Re: [Valgrind-developers] Zero fail tests (Was: Intent to rewrite `cg_annotate` in Python)

SourceForge Headquarters 1320 Columbia Street Suite 310 San Diego, CA 92101 +1 (858) 422-6466

On 25-03-23 01:23, Nicholas Nethercote wrote:

> One way to do it is to divide the tests into "must pass on CI" and "the 
> rest". I suspect there are plenty of tests that work on all platforms, 
> which would give a lot of useful coverage from the start. Over time you 
> can hopefully move tests from the first category to the second.
> 
> The other way to do it is to divide the tests into "run on CI" and 
> "don't run on CI", i.e. exceptions, which does require a mechanism for 
> specifying those exceptions. In practice I think this works out much the 
> same as the first approach, because a test that consistently fails on 
> one platform isn't much use. (In fact, it can have negative value if its 
> presence masks new failures in other tests.)
> 
> One consequence of all this is that the CI platforms become gospel. E.g. 
> if a test passes on CI but fails locally, that's good enough. This is 
> fine in practice, assuming the CI platforms are reasonable choices.
> 
> Flaky tests can be a problem. For rare failures you can always just 
> trigger another CI run. For regular failures you should either fix the 
> test or disable it.

Our problems are different to most company testing systems that I've 
used. Typical examples of flakiness are threading nondeterminism with 
floating point, use of pointers as keys for ordered collections, . In a 
corporate environment I'm used to using standardized build and test 
machines, all running the same OS and using the same compiler and 
generally on similar hardware.

We do have a bit of thread non-determinism. Our build and test kit is 
pretty much a random bunch of bits and bobs. Since a large number of our 
tests are deliberately executing UB it's hard to have a set of 
deterministic and reliable reference results. Things often change with 
compiler or OS upgrades.

If we do go for CI (and I'm in favour of it) then I also think that we 
need to have some sort of tiering for platforms.

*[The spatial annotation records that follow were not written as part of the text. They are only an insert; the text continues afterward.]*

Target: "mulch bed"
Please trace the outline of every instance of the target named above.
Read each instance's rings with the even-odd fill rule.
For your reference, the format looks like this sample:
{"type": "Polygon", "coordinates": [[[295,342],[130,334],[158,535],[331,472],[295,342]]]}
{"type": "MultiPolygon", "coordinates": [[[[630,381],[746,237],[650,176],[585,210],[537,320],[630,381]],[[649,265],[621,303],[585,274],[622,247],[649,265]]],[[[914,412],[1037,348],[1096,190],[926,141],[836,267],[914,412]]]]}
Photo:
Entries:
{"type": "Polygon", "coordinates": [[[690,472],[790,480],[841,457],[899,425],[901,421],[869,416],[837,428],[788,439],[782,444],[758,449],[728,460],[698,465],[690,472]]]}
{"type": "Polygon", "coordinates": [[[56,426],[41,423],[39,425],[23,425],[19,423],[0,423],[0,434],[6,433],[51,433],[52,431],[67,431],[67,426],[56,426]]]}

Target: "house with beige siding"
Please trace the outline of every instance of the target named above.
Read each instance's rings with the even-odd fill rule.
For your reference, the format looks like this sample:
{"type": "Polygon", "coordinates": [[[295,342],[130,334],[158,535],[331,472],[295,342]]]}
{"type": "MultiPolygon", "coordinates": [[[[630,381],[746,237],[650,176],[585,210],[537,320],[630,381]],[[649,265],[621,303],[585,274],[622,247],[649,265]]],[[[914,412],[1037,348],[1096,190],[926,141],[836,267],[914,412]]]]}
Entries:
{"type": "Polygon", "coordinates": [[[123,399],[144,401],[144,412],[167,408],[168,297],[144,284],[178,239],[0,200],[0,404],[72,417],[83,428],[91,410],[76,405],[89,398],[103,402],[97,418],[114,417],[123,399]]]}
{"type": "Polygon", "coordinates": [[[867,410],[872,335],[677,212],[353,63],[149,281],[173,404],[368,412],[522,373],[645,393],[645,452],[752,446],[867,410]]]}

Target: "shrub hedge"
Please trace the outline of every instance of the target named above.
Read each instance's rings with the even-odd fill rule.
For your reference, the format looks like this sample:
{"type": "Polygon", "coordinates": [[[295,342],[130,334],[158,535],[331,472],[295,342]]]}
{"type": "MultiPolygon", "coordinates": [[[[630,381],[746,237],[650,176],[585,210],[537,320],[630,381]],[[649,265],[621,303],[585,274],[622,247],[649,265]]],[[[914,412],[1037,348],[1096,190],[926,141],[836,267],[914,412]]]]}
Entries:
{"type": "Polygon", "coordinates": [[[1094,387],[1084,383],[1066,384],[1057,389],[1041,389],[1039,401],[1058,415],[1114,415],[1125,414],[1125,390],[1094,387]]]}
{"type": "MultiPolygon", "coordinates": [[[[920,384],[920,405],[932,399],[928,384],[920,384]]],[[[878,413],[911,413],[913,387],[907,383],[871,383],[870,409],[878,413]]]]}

At the moment we have glibc Linux amd64/PPC/s390 and FreeBSD amd64 that 
are both fairly close to clean - less than 5 failures. After that it 
goes downhill fairly rapidly. Linux aarch64 has 17 errors mostly related 
to identifying variables i error messages. Last time I tried Solaris 
11.3 there were 20 or so failures, but there are many more on Illumos 
and Solaris 11.4. Alipne Linux (musl based) is a mess and macOS is still 
a basket case (counting on you Louis!).

So I would say
Tier 1 - as "officially" supported as we can manage
glibc Linux amd64/PPC/s390 and FreeBSD amd64

Tier 2 - best effort support
glibc Linux aarch64 and FreeBSD x86

Tier 3 - practically unsupported, try to get them to build for releases
all the rest

It's too early to tell how Loongson and riscv64 would fit in if/when 
they get merged.

A+
Paul